Menos de un minuto de proyección le bastan a la directora Debra Granik para pintar con precisión el sórdido ambiente por el que va a transitar su heroína. Esa miserable casa en una desvencijada granja de Missouri, en cuyo patio juegan con lo que tienen a mano los hermanitos de la protagonista, sólo puede cobijar una historia oscura y triste. Lo que sigue justifica plenamente esa primera impresión, y deja en claro que a la hora de narrar, la directora cuenta con recursos más que satisfactorios. Granik imprime un ritmo deliberadamente lento a su película, pero administra el relato con gran sensibilidad, de manera que captura la atención del espectador desde el comienzo hasta el fin. Y lo hace sin apelar a persecuciones espectaculares ni a efectos especiales sorprendentes; la tensión de la narración transcurre por otros carriles, y termina por configurar una suerte de thriller de gran dramatismo.

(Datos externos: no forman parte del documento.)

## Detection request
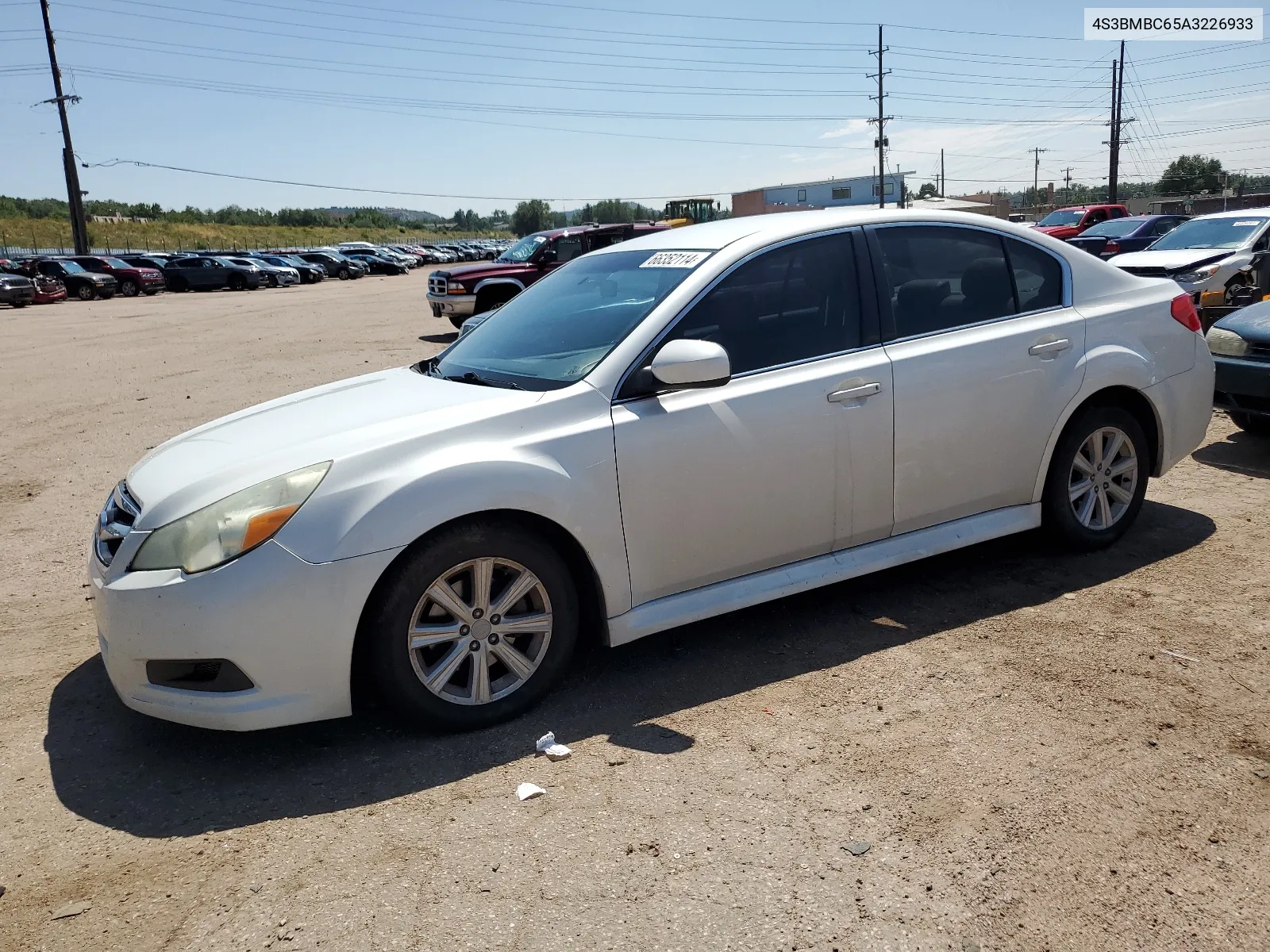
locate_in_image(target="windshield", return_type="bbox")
[1037,208,1084,228]
[498,235,546,263]
[1081,218,1143,237]
[1151,216,1266,251]
[433,250,710,390]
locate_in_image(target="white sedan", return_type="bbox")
[89,211,1213,730]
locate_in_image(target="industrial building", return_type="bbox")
[732,171,913,217]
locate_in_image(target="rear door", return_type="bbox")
[870,225,1084,533]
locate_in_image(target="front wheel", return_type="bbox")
[366,523,578,730]
[1230,413,1270,436]
[1041,406,1151,550]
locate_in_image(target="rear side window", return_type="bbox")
[1006,239,1063,313]
[876,225,1016,338]
[669,233,861,374]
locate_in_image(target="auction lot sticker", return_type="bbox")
[1084,6,1262,43]
[640,251,710,268]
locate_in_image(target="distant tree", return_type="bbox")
[1160,155,1222,194]
[512,198,552,237]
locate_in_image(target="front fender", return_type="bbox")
[277,385,631,614]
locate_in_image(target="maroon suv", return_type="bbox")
[428,222,669,328]
[66,255,167,297]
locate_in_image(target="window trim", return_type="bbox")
[612,225,885,406]
[864,221,1072,344]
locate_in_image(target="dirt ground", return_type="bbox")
[0,279,1270,952]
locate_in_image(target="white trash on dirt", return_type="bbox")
[538,731,573,760]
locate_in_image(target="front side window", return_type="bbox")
[667,233,861,376]
[1151,214,1266,251]
[428,250,711,390]
[876,225,1016,338]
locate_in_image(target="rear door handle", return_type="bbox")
[1027,338,1072,357]
[827,383,881,404]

Ree (una admirable composición de Jennifer Lawrence, candidata al Oscar) comienza un desesperante (y desesperanzado) viaje por una comunidad cerrada y hostil, que se vuelve impenetrable cuando la jovencita revela que está buscando a su padre. Con distintos niveles de violencia (generalmente ejercida por mujeres tanto o más duras y despiadadas que sus maridos) le advierten que es mejor no preguntar demasiado, porque sería muy peligroso para ella obtener alguna respuesta acerca del paradero de su padre.

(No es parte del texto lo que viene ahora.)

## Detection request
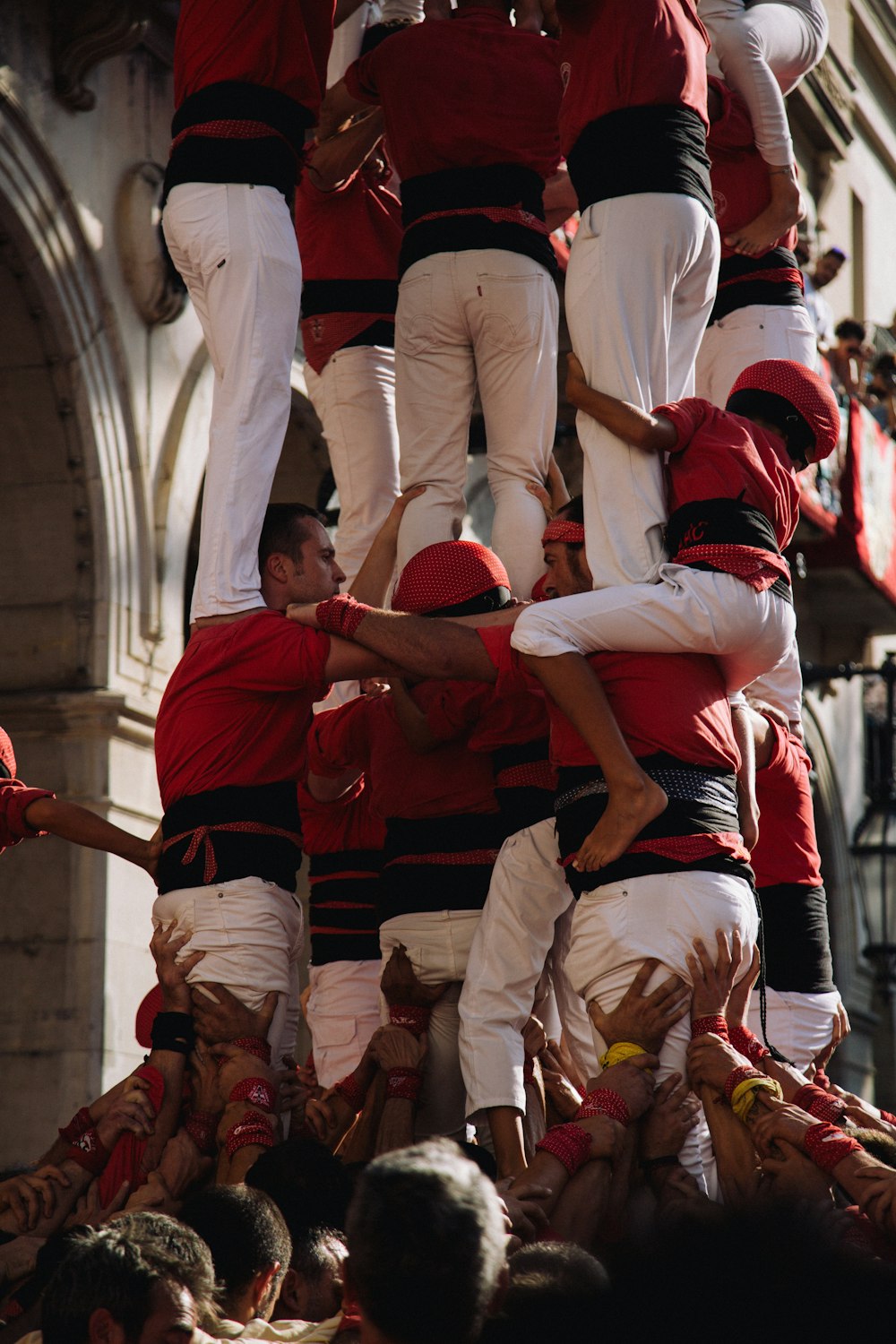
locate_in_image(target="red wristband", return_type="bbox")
[59,1107,92,1144]
[224,1110,277,1158]
[65,1128,110,1176]
[390,1004,433,1039]
[691,1013,728,1040]
[726,1064,766,1102]
[575,1088,632,1125]
[228,1078,277,1113]
[314,593,374,640]
[728,1021,771,1064]
[804,1121,864,1172]
[226,1037,270,1064]
[794,1083,847,1125]
[184,1110,218,1158]
[535,1121,591,1176]
[385,1066,423,1101]
[334,1074,366,1116]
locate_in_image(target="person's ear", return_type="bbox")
[87,1306,125,1344]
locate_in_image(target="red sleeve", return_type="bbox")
[344,47,380,108]
[0,780,55,849]
[307,698,375,780]
[411,682,495,742]
[651,397,716,453]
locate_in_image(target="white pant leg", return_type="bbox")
[511,564,797,693]
[694,304,818,410]
[457,249,559,599]
[565,871,759,1193]
[395,253,476,570]
[162,183,302,620]
[380,910,481,1139]
[305,346,399,589]
[458,817,573,1118]
[151,878,304,1064]
[565,193,719,588]
[306,961,383,1088]
[699,0,828,166]
[748,988,841,1073]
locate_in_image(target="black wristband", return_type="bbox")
[151,1012,196,1055]
[641,1153,681,1172]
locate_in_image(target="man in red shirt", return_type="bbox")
[556,0,719,588]
[321,0,562,594]
[162,0,334,620]
[696,77,817,406]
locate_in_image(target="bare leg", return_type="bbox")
[524,653,669,873]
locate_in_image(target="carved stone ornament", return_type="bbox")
[116,161,186,327]
[49,0,146,112]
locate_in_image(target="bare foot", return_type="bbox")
[726,171,801,257]
[573,774,669,873]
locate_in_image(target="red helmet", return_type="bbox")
[392,542,511,616]
[729,359,840,462]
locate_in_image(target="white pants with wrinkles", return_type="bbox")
[458,817,598,1123]
[151,878,305,1067]
[395,249,559,599]
[162,183,302,620]
[565,193,719,589]
[305,346,399,590]
[697,0,828,167]
[511,564,799,719]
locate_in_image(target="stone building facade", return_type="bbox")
[0,0,896,1161]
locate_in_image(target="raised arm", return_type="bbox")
[567,354,678,453]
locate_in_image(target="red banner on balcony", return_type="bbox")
[798,401,896,604]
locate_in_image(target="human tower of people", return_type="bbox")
[8,0,896,1339]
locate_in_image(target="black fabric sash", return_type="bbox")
[156,780,302,894]
[399,164,557,276]
[302,280,398,317]
[557,753,753,898]
[567,104,715,220]
[759,882,836,995]
[379,812,505,924]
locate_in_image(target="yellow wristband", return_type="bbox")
[731,1078,785,1124]
[598,1040,646,1069]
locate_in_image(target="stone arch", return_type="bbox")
[0,81,151,690]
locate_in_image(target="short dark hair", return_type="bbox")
[347,1142,505,1344]
[40,1214,212,1344]
[258,504,326,573]
[180,1185,293,1303]
[834,317,866,340]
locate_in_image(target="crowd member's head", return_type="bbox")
[41,1214,213,1344]
[392,542,511,616]
[246,1139,352,1322]
[726,359,840,470]
[258,504,345,612]
[812,247,848,289]
[484,1242,610,1344]
[347,1142,505,1344]
[180,1185,293,1325]
[541,495,592,597]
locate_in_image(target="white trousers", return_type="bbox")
[511,564,799,718]
[162,183,302,620]
[151,878,305,1066]
[305,346,399,589]
[696,304,818,410]
[458,817,598,1123]
[697,0,828,166]
[305,961,383,1088]
[565,871,759,1198]
[565,193,719,589]
[748,988,841,1073]
[380,910,482,1139]
[395,249,557,599]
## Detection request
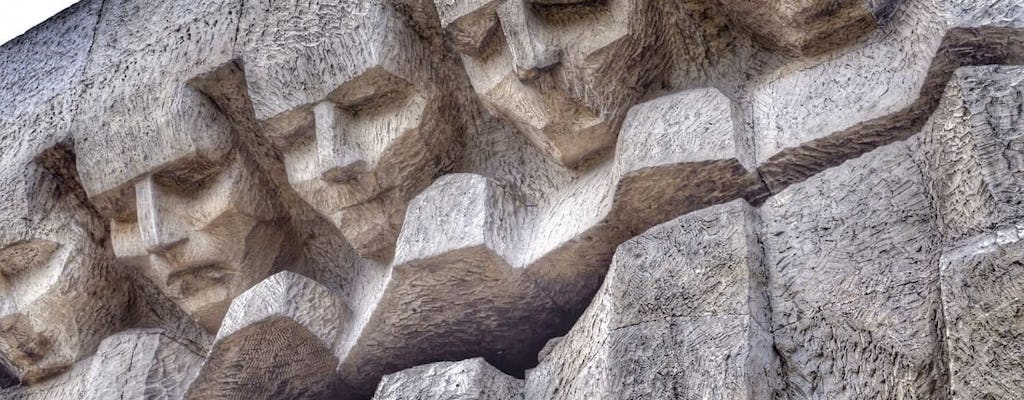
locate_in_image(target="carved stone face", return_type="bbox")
[94,150,283,331]
[243,1,458,261]
[0,148,130,383]
[435,0,657,167]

Pero el verdadero valor de la propuesta no reside en descubrir por qué esa revelación puede ser peligrosa para Ree, sino en la posibilidad de asistir a la evolución de la protagonista a lo largo de su odisea. La presencia del tío de la chica (notable trabajo de John Hawkes, también postulado a una estatuilla) será decisiva en ese doloroso trance. Los otros protagonistas del filme son la ambientación, de notable realismo, y la fotografía, capaz de transmitir a través de imágenes cautivadoras toda la crudeza y la hostilidad de un paisaje helado y extrañamente bello.